Posted by Lisa on 12:48 PM
Ever since the final episode of Glee in December, I have been anxiously awaiting its return. Multiple sing-a-longs with both albums, repeated viewings of past episodes and devouring morsels of information about the upcoming new episodes kept me appeased, if not entirely satisfied. And after almost four months of impatiently waiting, the long anticipated date of April 15th arrived.


I was stoked. I was so excited I walked around with a completely dopey grin on my face. I could wait to see how things were going to go with Emma and Will, what was going to happen between Rachel and Finn, if things were going to be any better for the Glee kids now that they had won regionals, who the new characters I heard were joining the cast were going to be and where Sue Sylvester would fit into the world without her beloved Cheerios.

Maybe my expectations were too high, or maybe because they had to re-establish some of the conflict that seemed to be resolved in the previous episode, but for some reason I found this episode a bit of a let down in a lot of ways. It felt like the Sectionals episode had moved characters forward, into a new place, and now this new episode came along and pushed everyone back a step or two. Overall I guess it was a decent episode, but three things in particular really bothered me:

1) Schuester the Scumbag: What was with the hook up between him and the Vocal Adrenalin director? Look I know he just got out of a bad relationship, but that doesn't give him the right to go whoring it up with the first skank who comes his way. And the whole thing about the song with Emma? Telling her it was the "perfect song" for them, and that he'd "always had a soft spot" for it? Yeah of course you did, it was you song with your ex-wife! Not cool buddy.

2) Rachel/Finn/Jesse: I like the idea of the love triangle, I really do. And I like the idea of an ambitious male who can understand that side of Rachel's personality. What I don't like is the obvious angle of Jesse being a "spy" for Vocal Adrenalin. Was anyone shocked that right after he gave Rachel that "I would never hurt you speech" he shared that knowing look with Female Schuester over Rachel's shoulder (while kissing her no less)? I think not. And Finn? Well really he just sucked all episode. I was disappointed that he fell for the Brittany/Santana thing, and the way he was so wishy-washy about Rachel. It just all felt so contrived.

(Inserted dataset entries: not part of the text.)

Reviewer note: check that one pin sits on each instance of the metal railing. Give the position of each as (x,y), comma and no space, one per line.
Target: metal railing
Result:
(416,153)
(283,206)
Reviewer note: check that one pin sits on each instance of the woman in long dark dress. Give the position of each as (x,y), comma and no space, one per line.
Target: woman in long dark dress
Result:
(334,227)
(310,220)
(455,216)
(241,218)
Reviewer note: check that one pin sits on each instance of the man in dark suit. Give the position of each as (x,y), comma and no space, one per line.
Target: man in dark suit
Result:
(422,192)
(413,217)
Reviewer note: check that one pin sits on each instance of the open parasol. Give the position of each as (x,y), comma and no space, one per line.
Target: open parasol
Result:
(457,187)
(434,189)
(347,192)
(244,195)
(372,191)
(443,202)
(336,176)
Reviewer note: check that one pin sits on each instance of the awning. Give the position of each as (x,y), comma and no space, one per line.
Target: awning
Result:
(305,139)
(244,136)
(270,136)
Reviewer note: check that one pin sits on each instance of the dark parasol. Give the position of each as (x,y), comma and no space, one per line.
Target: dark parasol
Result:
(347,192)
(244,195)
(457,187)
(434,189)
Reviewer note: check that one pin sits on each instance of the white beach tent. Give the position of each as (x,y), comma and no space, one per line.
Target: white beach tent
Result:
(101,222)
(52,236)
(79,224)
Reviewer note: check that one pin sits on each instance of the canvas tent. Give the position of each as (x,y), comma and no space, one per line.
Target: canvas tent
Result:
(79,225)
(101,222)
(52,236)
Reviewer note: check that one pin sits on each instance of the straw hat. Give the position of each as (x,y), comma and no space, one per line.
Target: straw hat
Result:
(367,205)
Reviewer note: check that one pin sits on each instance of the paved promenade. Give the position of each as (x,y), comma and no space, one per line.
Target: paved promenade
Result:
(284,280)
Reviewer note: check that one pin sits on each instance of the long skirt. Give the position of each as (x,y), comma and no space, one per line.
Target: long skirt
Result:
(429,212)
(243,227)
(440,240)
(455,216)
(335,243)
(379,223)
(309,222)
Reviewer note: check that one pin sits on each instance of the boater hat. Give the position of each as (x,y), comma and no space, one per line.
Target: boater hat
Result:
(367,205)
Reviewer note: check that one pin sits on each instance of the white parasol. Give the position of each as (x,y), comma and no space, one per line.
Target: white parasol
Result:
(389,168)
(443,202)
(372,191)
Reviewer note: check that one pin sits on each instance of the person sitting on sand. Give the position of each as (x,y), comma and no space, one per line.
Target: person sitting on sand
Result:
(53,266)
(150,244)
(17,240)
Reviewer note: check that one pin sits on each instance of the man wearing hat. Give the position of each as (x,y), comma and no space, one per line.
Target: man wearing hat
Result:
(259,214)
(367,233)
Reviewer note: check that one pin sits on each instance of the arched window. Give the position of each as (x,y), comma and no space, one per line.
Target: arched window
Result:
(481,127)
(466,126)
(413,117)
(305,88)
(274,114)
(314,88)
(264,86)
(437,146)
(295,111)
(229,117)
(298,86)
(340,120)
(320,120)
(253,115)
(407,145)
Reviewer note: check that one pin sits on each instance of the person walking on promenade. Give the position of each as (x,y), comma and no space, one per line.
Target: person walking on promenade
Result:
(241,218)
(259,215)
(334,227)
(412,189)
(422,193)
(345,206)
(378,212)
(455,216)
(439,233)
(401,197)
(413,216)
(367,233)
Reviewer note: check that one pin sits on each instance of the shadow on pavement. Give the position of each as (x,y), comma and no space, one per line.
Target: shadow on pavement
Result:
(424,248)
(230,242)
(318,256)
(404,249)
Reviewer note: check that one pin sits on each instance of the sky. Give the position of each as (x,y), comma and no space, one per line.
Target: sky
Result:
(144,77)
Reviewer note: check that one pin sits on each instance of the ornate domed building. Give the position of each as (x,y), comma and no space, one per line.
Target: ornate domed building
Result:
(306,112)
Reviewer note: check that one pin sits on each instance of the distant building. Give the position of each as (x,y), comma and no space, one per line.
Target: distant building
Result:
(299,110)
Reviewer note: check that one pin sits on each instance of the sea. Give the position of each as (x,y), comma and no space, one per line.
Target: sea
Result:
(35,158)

3) Sue's return: I was really looking forward to seeing how Sue was going to get herself back into the school, and what was going to happen with the Cheerios. I thought the writers would find some clever way of re-introducing her in a different role to the school community and was really interested in seeing what they would do. Instead they used some obvious blackmail scenario to basically undo everything the past season had done with her character. All within the first five minutes of the episode.

Overall, I am still excited to see where this season will take us. But the first episode felt less like the "Road to Regionals" and more like the first steps of the "Road to Sectionals". Here's hoping they find their way back on track soon.


Favourite Song: Gives You Hell - All American Rejects, sung by Rachel. This was the only time in the episode where all the kids in Glee performed together AND seemed to be having fun. Plus I loved the emotion she injected into it.

Favourite Quote: "Did you know dolphins are just gay sharks?" - Brittany to Santana. Her delivery of the line was just perfect. Stupid yet earnest.

Next week: Madonna!!! A whole episode of Madonna songs! Things are definitely looking up!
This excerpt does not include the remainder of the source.